WASHINGTON — President Joe Biden is set to make history Tuesday when he visits a picket line in Michigan in a show of loyalty to autoworkers who are striking for higher wages and cost-of-living increases.
Biden is looking to polish his pro-labor persona as he becomes the first sitting president to appear on a picket line.
“It is indeed a historic move on Biden’s part to walk a picket line — especially in as high profile a strike that is captivating both the economy and broader public attention,” said Tejasvi Nagaraja, an assistant professor of history at Cornell University’s ILR School.
The United Auto Workers strike against the Big Three auto companies — General Motors, Ford and Chrysler maker Stellantis — has entered its 11th day.
In traveling to Wayne County at the invitation of the UAW president, Shawn Fain, Biden is positioning himself squarely on the side of striking workers, after the White House spent weeks quietly seeing whether it could play a more neutral role in mediating the dispute between labor and management.
Biden’s appearance also reflects the political reality of the moment.
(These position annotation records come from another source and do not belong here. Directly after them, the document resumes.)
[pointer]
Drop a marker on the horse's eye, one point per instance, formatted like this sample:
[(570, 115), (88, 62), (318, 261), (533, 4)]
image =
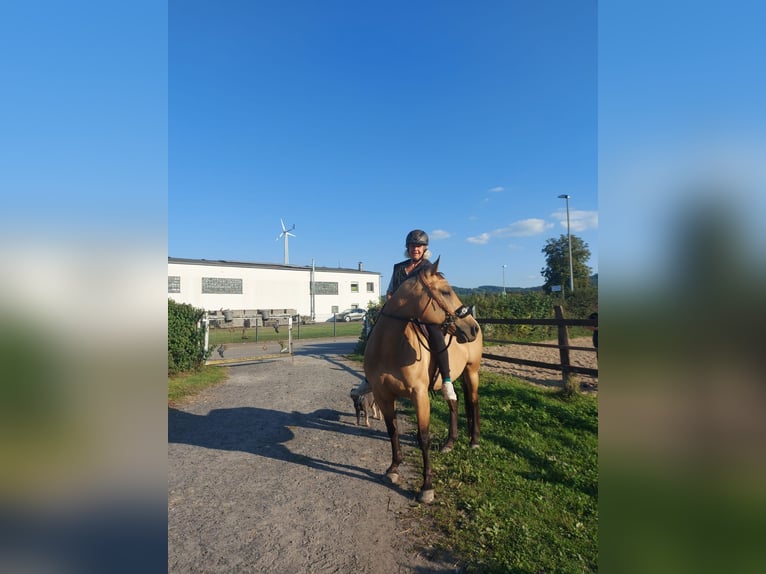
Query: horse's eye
[(462, 311)]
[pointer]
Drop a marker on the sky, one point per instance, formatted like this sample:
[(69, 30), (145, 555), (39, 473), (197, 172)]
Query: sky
[(357, 122)]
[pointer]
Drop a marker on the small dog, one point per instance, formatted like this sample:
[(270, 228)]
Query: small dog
[(364, 403)]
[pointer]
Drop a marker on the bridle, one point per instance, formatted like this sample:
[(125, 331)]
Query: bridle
[(450, 317)]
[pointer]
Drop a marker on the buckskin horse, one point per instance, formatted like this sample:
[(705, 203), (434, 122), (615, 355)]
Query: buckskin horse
[(398, 363)]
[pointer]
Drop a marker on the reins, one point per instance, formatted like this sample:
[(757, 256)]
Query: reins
[(449, 318)]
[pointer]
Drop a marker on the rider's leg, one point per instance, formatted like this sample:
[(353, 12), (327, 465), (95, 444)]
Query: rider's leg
[(439, 350)]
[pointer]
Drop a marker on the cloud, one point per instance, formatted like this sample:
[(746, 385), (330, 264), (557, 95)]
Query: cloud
[(440, 234), (579, 220), (523, 228), (479, 239)]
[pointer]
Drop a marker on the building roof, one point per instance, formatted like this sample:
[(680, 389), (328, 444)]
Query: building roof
[(279, 266)]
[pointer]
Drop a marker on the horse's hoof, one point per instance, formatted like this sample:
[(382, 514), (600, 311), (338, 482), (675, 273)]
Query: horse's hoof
[(393, 477), (426, 496)]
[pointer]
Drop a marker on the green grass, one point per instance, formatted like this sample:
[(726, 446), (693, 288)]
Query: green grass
[(527, 500), (317, 330), (189, 384)]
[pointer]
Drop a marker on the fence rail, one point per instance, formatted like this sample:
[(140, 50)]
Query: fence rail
[(564, 365)]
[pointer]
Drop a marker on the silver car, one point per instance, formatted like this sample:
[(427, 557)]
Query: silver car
[(351, 315)]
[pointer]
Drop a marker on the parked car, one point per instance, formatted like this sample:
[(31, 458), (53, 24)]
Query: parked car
[(351, 315)]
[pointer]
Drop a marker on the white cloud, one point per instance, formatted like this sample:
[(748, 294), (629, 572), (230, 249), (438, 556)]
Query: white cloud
[(440, 234), (479, 239), (523, 228)]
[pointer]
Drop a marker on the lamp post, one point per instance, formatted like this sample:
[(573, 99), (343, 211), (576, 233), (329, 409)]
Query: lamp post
[(569, 237), (504, 266)]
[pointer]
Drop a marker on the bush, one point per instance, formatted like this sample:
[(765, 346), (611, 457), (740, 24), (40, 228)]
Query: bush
[(186, 340)]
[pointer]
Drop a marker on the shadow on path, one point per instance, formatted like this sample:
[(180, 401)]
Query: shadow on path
[(265, 432)]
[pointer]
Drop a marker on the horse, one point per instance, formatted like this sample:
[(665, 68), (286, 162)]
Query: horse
[(398, 363)]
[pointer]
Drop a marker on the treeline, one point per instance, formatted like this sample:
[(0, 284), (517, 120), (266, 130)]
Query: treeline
[(529, 305), (186, 340)]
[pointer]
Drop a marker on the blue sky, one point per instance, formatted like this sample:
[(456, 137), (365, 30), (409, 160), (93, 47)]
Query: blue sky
[(357, 122)]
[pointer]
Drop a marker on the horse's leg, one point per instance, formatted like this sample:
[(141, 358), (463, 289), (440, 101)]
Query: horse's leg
[(423, 409), (452, 435), (389, 416), (471, 396)]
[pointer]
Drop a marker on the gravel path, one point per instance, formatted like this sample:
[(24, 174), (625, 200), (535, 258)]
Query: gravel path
[(269, 473)]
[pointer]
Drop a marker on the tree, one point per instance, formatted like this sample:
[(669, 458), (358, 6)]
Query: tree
[(556, 270)]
As he runs for a second term, he needs to win Rust Belt states like Michigan and can ill afford to alienate workers and their families by aligning himself with well-paid corporate executives. Biden’s likely opponent in the 2024 general election seems to have made a similar calculation: Donald Trump is due to address UAW workers in Michigan on Wednesday.
At an earlier point in the contract dispute, it wasn’t at all clear Biden would visit the picket line. He considered sending a pair of senior administration officials to Michigan to help resolve the impasse but pulled back when Fain made clear he didn’t want them part of the negotiations.
Presidents often like to preserve space for themselves in such standoffs so that both sides will consider them a fair broker. Biden also worried about intervening too directly in a strike whose economic cost has already exceeded $1.6 billion.
“For him to be going on a picket line is outrageous,” Steven Rattner, who headed former President Barack Obama’s auto industry task force, said in an interview. “There’s no precedent for it. The tradition of the president is to stay neutral in these things. I get the politics. The progressives all said, ‘We don’t want a mediator; we want an advocate.’ And he bowed to the progressives, and now he’s going out there to put his thumb on the scale. And it’s wrong.”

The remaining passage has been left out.